K passed her test recently, and we set off on Tuesday to collect her 'new' car from my sister in Wedmore. The idea was that we would return in convoy, me hunched in the passenger seat with my fingers crossed, navigating K; the Social Secretary following behind. Expecting that we would separate en route (one way or another), she borrowed a TomTom navigator.
Being an old school cartophile/mapini (lover of maps) I've disdained these things, so the journey down to Somerset became a war of wills. I admit the irritatingly know-all TomTom rattled me, especially on the motorways. On the smaller roads it became a bit hyperactive, getting over-excited miles ahead about junctions where we just had to go straight on anyway, and imperiously demanding that we turn left at sharp bends where there was no other way to go. By the time we arrived, having bred successfully (in the past, not on the M4), I had begun to feel redundant. Navigation was about the only remaining thing I'd been useful for.
An evening in the pub and a takeaway curry were probably not the best preparation for the journey home. Not wanting to rouse the household by fetching a glass of water meant that I kept waking up with the sensation that someone had sneaked up and welded my tongue to my palate with a glue gun. When we departed next morning I left my dressing-gown behind; not a tragedy except it was an old one of the SS's, with pink ribbons below the bust. I may not own up to it.
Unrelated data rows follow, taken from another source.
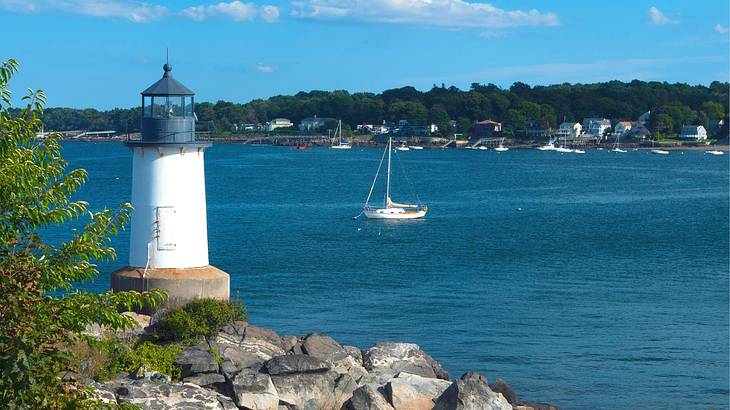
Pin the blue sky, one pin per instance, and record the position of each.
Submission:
(102, 53)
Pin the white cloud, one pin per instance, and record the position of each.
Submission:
(263, 68)
(447, 13)
(658, 18)
(125, 9)
(490, 34)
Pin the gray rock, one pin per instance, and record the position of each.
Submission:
(366, 398)
(196, 359)
(205, 379)
(295, 363)
(158, 396)
(387, 359)
(411, 392)
(471, 392)
(254, 391)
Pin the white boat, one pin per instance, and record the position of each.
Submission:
(501, 147)
(547, 147)
(390, 209)
(341, 144)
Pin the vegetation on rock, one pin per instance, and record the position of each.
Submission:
(199, 318)
(42, 312)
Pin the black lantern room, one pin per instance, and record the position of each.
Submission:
(168, 112)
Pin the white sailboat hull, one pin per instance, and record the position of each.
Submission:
(394, 213)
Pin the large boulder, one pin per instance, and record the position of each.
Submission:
(254, 391)
(197, 359)
(411, 392)
(471, 392)
(161, 396)
(295, 363)
(366, 398)
(387, 359)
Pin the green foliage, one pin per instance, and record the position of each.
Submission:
(199, 318)
(40, 311)
(155, 357)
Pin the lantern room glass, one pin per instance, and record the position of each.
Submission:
(167, 106)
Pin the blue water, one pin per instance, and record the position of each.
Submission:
(609, 289)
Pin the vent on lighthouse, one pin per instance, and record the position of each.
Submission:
(166, 223)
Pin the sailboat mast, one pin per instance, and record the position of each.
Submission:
(387, 187)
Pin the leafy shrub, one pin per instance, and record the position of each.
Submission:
(199, 318)
(160, 358)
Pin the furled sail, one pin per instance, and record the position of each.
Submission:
(391, 204)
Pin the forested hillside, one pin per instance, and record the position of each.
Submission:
(672, 105)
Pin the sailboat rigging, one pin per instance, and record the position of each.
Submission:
(390, 209)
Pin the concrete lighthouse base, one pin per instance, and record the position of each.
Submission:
(182, 285)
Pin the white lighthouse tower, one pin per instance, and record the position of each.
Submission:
(168, 247)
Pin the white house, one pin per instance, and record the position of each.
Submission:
(695, 132)
(569, 130)
(278, 123)
(596, 126)
(621, 128)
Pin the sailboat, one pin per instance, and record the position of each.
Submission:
(341, 144)
(390, 209)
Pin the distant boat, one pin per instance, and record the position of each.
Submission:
(341, 144)
(390, 209)
(616, 145)
(501, 147)
(547, 147)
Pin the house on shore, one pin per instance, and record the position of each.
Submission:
(596, 126)
(568, 130)
(277, 123)
(486, 129)
(314, 123)
(693, 132)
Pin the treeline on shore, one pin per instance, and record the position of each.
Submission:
(451, 109)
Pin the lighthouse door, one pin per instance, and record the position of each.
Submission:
(166, 216)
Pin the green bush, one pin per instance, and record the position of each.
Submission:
(160, 358)
(199, 318)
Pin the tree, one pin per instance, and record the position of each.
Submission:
(40, 310)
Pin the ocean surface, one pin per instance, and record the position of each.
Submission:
(589, 281)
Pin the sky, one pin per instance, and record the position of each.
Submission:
(103, 53)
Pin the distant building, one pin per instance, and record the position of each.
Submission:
(638, 131)
(622, 128)
(535, 130)
(596, 126)
(314, 123)
(569, 130)
(278, 123)
(644, 118)
(695, 132)
(486, 129)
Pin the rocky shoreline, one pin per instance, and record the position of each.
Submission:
(249, 367)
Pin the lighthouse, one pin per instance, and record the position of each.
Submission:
(168, 247)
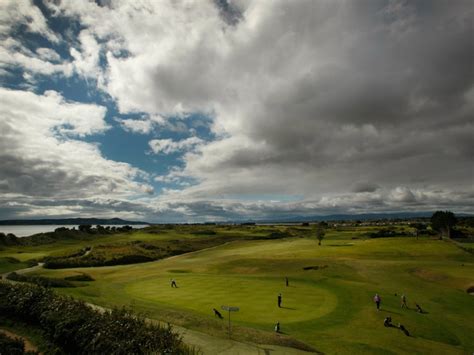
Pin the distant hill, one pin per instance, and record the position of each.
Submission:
(68, 221)
(349, 217)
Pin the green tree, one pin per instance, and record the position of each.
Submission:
(419, 228)
(320, 232)
(443, 222)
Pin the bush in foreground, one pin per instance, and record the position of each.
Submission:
(13, 346)
(76, 328)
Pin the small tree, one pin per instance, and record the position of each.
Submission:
(419, 228)
(443, 222)
(320, 233)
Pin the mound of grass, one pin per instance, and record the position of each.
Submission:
(40, 280)
(80, 277)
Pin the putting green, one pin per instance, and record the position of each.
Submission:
(256, 297)
(329, 301)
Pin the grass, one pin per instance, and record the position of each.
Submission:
(329, 308)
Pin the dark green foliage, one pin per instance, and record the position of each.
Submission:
(8, 239)
(78, 329)
(386, 233)
(80, 277)
(40, 280)
(64, 263)
(205, 232)
(443, 222)
(12, 346)
(321, 231)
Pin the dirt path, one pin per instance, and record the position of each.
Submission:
(22, 271)
(28, 345)
(209, 344)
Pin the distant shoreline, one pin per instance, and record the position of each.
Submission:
(69, 221)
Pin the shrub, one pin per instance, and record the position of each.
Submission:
(76, 328)
(12, 346)
(81, 277)
(40, 280)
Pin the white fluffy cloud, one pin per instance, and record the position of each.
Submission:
(41, 157)
(168, 146)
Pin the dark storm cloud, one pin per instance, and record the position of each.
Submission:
(229, 12)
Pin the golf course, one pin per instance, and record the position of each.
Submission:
(327, 306)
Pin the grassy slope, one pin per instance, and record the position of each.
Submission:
(330, 309)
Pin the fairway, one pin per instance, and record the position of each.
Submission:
(256, 296)
(328, 304)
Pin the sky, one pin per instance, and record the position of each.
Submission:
(194, 111)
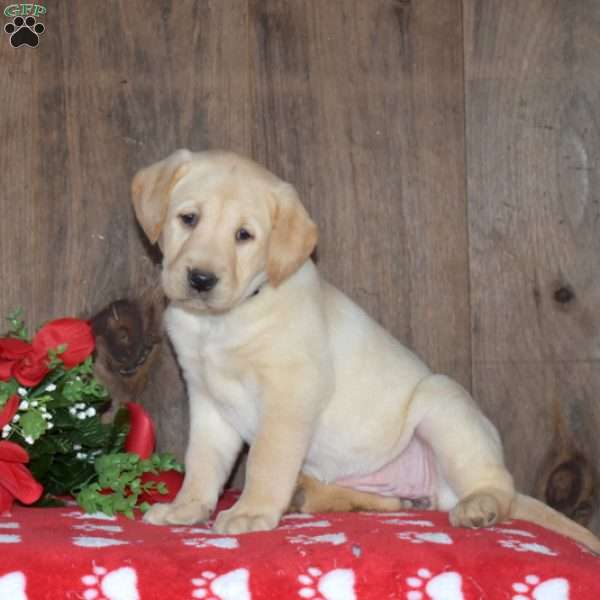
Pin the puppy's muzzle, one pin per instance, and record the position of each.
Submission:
(202, 281)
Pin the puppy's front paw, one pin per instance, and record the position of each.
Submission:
(476, 510)
(178, 513)
(240, 520)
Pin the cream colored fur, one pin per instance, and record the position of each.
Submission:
(298, 371)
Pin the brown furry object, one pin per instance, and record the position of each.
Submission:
(128, 336)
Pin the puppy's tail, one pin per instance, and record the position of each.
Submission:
(530, 509)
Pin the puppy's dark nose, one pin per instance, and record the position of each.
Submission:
(202, 281)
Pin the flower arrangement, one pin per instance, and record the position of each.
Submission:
(51, 408)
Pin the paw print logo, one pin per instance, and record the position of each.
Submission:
(24, 32)
(445, 586)
(333, 585)
(229, 586)
(533, 587)
(120, 584)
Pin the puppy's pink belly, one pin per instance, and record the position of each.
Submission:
(411, 475)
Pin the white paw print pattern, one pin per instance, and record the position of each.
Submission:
(533, 587)
(12, 585)
(229, 586)
(119, 584)
(444, 586)
(520, 546)
(420, 537)
(337, 584)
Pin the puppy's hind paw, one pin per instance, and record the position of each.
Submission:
(235, 521)
(475, 511)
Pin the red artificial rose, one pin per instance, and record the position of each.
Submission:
(28, 363)
(21, 360)
(75, 334)
(15, 479)
(140, 439)
(10, 409)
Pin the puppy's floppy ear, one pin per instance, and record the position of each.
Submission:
(151, 188)
(293, 235)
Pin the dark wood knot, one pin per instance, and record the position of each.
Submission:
(564, 294)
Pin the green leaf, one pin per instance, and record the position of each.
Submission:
(7, 389)
(33, 424)
(120, 429)
(16, 325)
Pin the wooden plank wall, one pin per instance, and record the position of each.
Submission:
(387, 115)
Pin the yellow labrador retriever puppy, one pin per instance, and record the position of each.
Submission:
(275, 356)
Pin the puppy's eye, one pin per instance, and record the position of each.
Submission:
(243, 235)
(189, 219)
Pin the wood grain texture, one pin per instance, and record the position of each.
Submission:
(111, 87)
(360, 105)
(533, 154)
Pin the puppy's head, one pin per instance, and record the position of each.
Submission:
(225, 226)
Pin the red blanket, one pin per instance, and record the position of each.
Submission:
(62, 553)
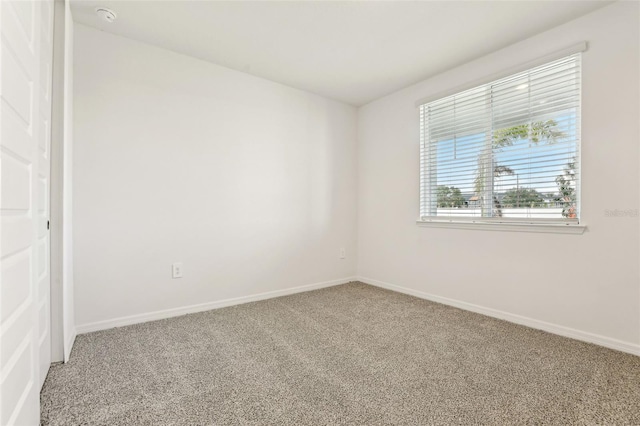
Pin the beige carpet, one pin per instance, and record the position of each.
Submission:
(352, 354)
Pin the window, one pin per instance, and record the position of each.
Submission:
(506, 151)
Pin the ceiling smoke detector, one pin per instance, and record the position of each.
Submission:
(105, 14)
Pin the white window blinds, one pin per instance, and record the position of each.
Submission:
(506, 150)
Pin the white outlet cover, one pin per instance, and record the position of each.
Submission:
(176, 270)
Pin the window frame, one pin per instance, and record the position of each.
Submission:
(548, 225)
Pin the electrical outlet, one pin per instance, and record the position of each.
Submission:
(176, 270)
(343, 253)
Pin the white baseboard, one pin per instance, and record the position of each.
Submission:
(174, 312)
(69, 345)
(584, 336)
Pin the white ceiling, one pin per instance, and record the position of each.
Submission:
(351, 51)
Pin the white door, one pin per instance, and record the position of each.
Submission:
(25, 58)
(44, 188)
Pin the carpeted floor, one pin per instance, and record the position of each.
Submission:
(352, 354)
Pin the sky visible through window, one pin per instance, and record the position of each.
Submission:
(535, 166)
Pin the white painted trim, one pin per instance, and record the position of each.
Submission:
(570, 50)
(506, 226)
(560, 330)
(69, 346)
(174, 312)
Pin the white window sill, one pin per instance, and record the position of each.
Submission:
(510, 227)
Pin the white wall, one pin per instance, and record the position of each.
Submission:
(581, 285)
(249, 183)
(68, 291)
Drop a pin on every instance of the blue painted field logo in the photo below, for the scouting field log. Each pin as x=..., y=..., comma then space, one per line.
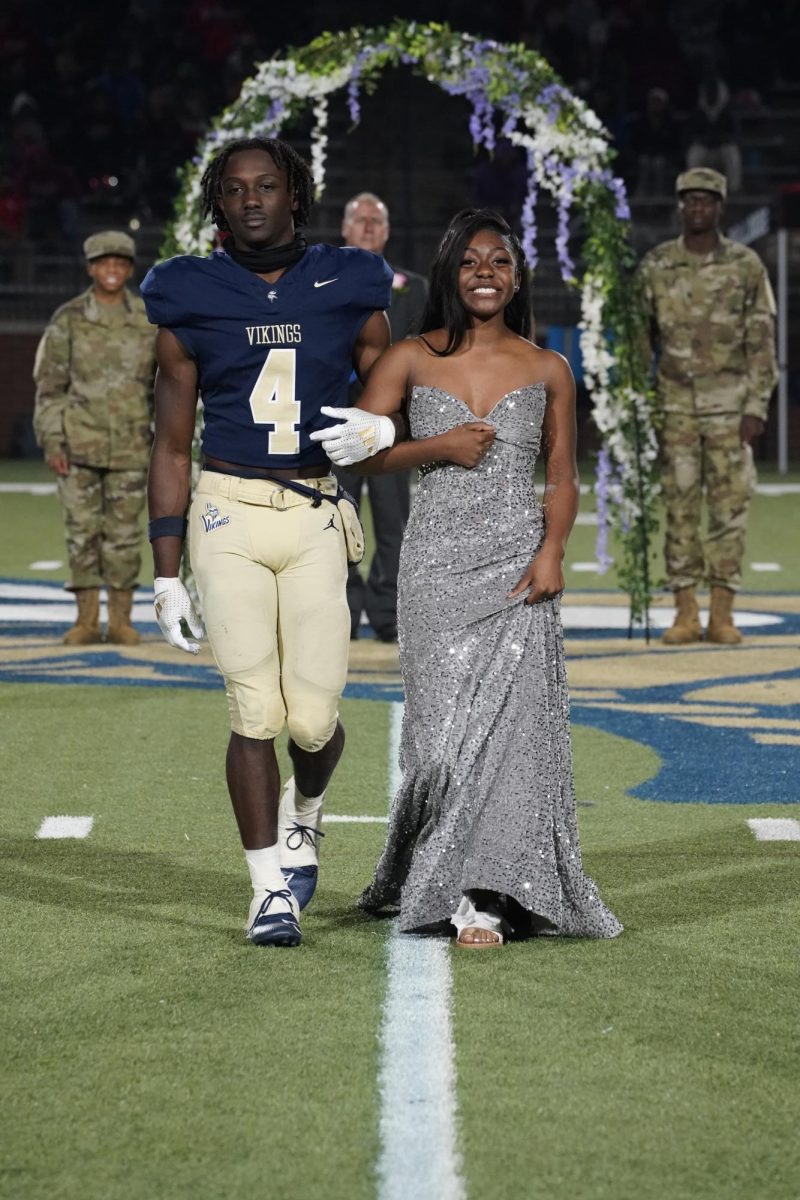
x=211, y=519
Coming home, on the outskirts of Frome the TomTom and the SS over-rode my intention of turning right by way of flashing headlights and wild gesticulation, and we became lost. The TomTom lost its head completely, bleating about recalculating. Later, when we began ignoring the motorways for the A303 and A25, it became petulant and complained about losing its satellite. Haha, TT nil, BT one. And it can't mow a lawn.
The SS wants one anyway. Says it doesn't snore.